Chapter Two

238 11 0
                                    

California, 1986

"I know you resent me now, but I'm only doing what's best for you. I take care of my children, and I hope that in time you can learn to see me as your father."

Fuck Max. Fuck California. Fuck everything.

The second you'd carved even a sliver of a life for yourself, it'd been forcefully ripped from you. You weren't allowed to be free. You had been "gifted" with eternal life, but you couldn't truly live.

Max saw himself as a savior. According to him, he'd rescued you from the gutter, from an impending death. But you'd died everyday since his fangs had sunken into your skin.

A stake through the heart was a kindness you would never be afforded. Your future had never been yours to control.

The room you'd been banished to at the top of Max's house felt more like a gilded tower as the nights wore on.

You were semi-imprisoned by your self-proclaimed father, and semi-imprisoned by your own will. Max didn't trust you enough to allow you out alone at night, but you'd be damned if you ever went out with him.

So you stayed, confined to your prison and guarded by Thorn. You seethed in malice, all alone.

Or sort of alone, as you'd done in life, you allowed yourself to escape to worlds within literature. Your bedside table was stacked with Mrs. Dalloway, The Bell Jar, and of course, Jane Eyre. What were you if not a mad woman locked inside a room. All you needed was a match.

You were skimming the pages of The Feminine Mystique when you heard a firm knocking on your bedroom door. Shortly after, Max entered, his tall, broad frame filling the doorway. "I want you to come to the video store tonight, in fact, I'd like you to start working there for me."

You continued to read, refusing to so much as look at him as he spoke to you, "why'd you knock if you were just going to come in anyway?"

Max frowned, "you've been here for almost a month now and you've done nothing but refuse to acknowledge me and behave terribly."

"Not true," you said nonchalantly, holding up your book and finally meeting his eyes, "I've also been reading."

Max's head fell into his hands in frustration. "I've tried so hard with you but-"

"Tried what?" you interrupted, "thrusting the curse of immortality onto me without explaining what you were doing? Without telling me what it meant? Without giving me a choice?!"

Max crossed his arms, preparing himself for another of your monologues.

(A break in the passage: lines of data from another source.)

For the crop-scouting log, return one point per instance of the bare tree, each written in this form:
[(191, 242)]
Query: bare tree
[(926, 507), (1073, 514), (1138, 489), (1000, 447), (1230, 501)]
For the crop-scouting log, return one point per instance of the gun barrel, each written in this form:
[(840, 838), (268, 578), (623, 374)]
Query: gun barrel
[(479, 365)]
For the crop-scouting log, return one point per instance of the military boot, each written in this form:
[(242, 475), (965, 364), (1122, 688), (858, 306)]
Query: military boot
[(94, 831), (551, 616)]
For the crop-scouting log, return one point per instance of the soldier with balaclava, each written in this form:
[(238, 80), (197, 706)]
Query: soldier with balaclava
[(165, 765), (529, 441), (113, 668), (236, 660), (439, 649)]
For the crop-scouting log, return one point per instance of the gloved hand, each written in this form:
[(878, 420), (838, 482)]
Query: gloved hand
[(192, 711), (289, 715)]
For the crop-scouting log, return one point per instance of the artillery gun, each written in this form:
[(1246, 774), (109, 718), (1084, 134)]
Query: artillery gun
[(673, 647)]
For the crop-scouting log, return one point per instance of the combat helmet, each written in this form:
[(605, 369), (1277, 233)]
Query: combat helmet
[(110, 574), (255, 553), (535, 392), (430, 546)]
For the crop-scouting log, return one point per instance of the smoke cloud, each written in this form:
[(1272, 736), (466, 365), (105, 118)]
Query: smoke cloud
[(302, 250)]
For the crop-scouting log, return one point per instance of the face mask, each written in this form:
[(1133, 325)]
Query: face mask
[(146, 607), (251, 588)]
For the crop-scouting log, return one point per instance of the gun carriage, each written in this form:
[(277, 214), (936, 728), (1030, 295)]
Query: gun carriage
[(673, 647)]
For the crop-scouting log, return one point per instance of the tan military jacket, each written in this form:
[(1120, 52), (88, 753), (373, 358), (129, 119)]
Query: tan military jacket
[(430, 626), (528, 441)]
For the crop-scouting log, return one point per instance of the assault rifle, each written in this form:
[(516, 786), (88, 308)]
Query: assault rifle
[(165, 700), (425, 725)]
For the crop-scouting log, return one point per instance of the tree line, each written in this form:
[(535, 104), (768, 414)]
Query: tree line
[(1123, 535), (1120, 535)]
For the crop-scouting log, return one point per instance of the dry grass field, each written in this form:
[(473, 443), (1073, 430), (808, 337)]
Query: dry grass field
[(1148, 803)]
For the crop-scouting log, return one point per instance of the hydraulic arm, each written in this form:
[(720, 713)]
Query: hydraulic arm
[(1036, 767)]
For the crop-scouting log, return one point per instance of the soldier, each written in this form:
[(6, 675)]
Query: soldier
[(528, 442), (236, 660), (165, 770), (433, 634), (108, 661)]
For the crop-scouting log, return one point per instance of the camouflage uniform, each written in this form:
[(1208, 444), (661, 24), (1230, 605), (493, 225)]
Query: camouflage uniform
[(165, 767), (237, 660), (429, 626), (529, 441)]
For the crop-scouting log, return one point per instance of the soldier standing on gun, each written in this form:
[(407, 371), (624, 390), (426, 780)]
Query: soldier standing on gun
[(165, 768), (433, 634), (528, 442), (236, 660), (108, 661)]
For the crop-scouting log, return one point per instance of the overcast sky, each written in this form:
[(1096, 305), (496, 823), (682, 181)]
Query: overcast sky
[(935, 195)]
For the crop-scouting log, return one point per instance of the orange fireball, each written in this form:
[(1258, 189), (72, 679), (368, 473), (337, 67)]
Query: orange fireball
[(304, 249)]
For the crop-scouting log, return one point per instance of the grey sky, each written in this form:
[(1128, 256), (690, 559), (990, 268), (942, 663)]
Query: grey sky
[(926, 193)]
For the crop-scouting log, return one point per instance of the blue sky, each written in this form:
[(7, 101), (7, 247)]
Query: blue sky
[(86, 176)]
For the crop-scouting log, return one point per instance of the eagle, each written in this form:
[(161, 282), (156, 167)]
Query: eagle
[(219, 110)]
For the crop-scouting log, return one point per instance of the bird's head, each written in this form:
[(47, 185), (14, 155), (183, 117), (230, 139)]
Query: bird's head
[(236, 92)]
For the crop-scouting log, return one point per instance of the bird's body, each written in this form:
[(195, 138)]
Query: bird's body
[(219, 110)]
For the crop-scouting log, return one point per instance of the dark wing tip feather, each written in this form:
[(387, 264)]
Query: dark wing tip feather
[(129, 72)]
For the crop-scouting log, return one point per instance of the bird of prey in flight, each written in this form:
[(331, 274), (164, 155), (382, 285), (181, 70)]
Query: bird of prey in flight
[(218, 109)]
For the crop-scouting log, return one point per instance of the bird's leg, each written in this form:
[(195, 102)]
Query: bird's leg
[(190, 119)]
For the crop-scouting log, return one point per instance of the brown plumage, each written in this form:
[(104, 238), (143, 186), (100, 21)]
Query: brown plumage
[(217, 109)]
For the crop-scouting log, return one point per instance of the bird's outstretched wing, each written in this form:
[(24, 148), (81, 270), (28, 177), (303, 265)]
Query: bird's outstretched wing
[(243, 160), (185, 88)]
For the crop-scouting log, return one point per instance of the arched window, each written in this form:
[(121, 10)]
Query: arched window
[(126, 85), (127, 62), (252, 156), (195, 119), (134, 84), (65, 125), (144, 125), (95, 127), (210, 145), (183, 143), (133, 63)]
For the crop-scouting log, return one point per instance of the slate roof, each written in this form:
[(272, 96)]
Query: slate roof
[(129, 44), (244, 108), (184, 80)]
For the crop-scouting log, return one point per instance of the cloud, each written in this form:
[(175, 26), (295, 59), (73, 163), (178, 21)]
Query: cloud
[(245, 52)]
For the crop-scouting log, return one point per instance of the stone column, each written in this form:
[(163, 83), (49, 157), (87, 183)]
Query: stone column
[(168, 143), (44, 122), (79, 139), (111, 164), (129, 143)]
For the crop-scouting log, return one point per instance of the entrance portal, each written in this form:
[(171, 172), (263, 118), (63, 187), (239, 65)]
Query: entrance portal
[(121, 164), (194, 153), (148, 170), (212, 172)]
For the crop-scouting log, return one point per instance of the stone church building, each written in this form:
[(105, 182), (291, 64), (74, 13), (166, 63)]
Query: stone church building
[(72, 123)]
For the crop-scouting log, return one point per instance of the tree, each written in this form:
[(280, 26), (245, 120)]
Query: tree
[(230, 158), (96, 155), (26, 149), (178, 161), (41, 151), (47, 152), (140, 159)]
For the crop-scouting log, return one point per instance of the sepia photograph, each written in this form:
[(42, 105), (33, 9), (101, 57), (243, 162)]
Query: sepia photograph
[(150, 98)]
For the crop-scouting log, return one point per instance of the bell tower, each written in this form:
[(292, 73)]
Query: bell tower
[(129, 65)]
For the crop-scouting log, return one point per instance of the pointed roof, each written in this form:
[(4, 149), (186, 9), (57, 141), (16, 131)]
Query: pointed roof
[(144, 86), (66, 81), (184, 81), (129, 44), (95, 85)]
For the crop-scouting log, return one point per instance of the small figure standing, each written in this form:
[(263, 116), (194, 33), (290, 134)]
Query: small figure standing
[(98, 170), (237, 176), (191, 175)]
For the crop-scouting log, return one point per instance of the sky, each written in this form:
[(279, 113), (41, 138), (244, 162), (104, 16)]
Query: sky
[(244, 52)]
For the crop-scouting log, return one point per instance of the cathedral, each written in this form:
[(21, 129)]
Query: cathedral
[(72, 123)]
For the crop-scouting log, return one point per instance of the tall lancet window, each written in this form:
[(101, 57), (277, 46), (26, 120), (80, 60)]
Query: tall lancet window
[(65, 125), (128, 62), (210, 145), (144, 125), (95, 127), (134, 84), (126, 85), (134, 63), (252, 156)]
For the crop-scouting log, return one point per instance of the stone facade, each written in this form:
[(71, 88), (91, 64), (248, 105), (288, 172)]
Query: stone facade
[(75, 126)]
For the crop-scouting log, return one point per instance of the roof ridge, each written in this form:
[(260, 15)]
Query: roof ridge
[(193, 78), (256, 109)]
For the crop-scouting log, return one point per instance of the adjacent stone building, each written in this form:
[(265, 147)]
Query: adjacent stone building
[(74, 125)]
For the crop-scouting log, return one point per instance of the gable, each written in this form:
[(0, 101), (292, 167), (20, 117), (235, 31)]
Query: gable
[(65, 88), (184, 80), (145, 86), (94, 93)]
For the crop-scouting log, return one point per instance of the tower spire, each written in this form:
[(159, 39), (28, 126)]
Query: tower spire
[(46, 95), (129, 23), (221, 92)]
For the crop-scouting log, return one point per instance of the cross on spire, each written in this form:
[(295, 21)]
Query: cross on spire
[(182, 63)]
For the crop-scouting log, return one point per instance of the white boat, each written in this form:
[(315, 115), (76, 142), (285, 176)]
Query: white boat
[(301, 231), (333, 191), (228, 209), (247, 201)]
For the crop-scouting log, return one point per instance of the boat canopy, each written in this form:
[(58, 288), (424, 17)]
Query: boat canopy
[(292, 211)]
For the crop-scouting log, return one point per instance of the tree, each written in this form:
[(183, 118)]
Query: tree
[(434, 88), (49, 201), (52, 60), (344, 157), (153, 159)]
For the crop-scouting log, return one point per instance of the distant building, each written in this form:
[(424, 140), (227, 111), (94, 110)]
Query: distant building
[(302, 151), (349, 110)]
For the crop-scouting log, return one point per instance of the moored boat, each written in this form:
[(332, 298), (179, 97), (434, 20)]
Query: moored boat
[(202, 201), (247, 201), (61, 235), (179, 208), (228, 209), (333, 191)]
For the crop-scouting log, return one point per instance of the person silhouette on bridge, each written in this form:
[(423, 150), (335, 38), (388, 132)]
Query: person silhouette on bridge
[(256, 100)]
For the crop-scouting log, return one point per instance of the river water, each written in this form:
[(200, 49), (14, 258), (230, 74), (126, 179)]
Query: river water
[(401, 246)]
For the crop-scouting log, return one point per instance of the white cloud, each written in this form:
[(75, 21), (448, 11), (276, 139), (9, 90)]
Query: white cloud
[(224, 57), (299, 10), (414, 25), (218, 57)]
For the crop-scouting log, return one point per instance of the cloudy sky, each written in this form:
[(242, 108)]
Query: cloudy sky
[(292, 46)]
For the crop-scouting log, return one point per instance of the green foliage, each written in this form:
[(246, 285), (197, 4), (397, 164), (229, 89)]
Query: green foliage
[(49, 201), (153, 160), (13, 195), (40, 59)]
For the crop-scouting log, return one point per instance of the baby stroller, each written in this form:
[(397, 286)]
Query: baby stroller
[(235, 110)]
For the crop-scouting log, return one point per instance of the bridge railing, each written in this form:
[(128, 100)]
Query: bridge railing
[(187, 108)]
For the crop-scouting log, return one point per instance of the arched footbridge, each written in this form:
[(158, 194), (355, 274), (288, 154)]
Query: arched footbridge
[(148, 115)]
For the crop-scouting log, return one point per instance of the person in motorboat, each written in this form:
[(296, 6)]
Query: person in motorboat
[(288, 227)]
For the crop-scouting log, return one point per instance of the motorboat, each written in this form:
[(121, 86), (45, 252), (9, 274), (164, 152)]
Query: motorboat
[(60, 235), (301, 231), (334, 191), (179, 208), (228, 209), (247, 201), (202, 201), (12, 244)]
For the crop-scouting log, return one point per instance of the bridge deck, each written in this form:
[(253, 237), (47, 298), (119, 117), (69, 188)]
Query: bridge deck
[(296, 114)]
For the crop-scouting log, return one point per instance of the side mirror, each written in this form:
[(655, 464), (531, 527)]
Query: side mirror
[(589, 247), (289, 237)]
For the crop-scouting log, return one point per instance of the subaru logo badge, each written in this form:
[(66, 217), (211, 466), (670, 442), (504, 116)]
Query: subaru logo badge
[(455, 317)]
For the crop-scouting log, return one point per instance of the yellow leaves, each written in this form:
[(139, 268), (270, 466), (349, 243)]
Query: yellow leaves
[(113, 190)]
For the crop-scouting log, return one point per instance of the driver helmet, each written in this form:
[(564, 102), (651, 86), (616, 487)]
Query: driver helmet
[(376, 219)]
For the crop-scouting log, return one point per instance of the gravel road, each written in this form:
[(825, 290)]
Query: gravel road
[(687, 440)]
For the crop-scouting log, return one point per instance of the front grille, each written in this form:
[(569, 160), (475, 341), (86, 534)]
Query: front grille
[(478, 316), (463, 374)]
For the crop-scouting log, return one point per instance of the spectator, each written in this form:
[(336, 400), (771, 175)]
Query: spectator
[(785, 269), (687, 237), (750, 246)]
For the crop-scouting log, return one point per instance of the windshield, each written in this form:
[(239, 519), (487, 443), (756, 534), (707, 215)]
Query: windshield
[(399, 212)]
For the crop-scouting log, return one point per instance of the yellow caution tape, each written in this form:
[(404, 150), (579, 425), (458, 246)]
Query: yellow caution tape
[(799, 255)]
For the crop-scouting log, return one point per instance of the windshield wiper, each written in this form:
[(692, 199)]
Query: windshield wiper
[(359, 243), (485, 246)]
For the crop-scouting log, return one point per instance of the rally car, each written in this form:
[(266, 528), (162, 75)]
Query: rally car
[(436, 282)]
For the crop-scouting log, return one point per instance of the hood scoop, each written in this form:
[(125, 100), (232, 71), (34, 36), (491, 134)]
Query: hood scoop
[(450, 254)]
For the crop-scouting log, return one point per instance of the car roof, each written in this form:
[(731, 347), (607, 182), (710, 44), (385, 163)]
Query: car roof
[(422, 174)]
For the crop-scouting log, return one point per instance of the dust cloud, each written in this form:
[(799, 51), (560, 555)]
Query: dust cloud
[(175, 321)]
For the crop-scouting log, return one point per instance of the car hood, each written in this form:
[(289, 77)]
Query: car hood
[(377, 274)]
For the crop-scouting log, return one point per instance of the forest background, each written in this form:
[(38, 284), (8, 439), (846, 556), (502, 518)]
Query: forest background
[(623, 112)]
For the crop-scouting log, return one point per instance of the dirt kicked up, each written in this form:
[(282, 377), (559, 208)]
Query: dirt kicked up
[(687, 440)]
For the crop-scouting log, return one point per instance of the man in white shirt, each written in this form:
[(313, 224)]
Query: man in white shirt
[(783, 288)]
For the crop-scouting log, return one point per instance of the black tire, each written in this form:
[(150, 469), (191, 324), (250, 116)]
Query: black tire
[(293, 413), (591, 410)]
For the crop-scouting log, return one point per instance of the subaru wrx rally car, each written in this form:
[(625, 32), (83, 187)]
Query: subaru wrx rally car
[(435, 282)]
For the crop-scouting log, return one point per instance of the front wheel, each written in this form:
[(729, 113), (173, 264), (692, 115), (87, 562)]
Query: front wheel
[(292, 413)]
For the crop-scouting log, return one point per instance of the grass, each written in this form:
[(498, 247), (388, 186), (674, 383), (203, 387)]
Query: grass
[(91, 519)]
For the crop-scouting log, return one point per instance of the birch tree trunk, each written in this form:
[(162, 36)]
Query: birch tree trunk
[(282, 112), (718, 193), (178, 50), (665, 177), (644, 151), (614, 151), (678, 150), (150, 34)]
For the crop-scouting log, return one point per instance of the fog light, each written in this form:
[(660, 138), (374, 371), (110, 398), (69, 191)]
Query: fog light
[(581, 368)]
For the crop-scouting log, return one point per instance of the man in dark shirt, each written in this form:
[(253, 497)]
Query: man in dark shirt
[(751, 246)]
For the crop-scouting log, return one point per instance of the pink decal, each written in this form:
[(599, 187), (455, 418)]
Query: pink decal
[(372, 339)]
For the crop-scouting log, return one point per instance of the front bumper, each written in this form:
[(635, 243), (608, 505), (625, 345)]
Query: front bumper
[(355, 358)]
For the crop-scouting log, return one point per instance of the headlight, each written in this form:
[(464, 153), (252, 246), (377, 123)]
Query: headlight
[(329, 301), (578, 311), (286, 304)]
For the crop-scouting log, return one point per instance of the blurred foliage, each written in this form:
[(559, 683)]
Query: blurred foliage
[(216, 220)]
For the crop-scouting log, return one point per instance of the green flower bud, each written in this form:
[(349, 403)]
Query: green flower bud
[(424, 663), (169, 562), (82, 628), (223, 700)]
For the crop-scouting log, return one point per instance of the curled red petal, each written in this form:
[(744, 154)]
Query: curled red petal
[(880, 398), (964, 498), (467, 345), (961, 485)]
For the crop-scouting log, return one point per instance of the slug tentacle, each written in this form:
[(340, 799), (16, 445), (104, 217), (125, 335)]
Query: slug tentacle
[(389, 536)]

"Or maybe you mean ripping me from my home, from the life I'd made for myself. Because God forbid I do anything on my own, God forbid I allow myself to be happy for once in my unlife. No, you'd rather keep me under your thumb, calling yourself my father just to spite me."

"Are you done?" Max asked, eyebrow raised.

"Might as well be," you spit, "you can hear me but you never listen."

"You mock me for calling myself your father, when all you ever do is act like a rebellious child."

You grimaced and turned your eyes to the ground.

He stepped forward, "I don't want to use it, but I will."

You sucked in a breath at his words. He was referring of course, to his thrall.

As your sire, Max had completely power over you. If he chose to, he could utter the words and force you to do whatever he wanted.

Max had assured you that he wouldn't use this power unless he deemed it absolutely necessary. Yet this didn't set you at ease. The threat of your agency being stripped from you was constantly present in the back of your mind.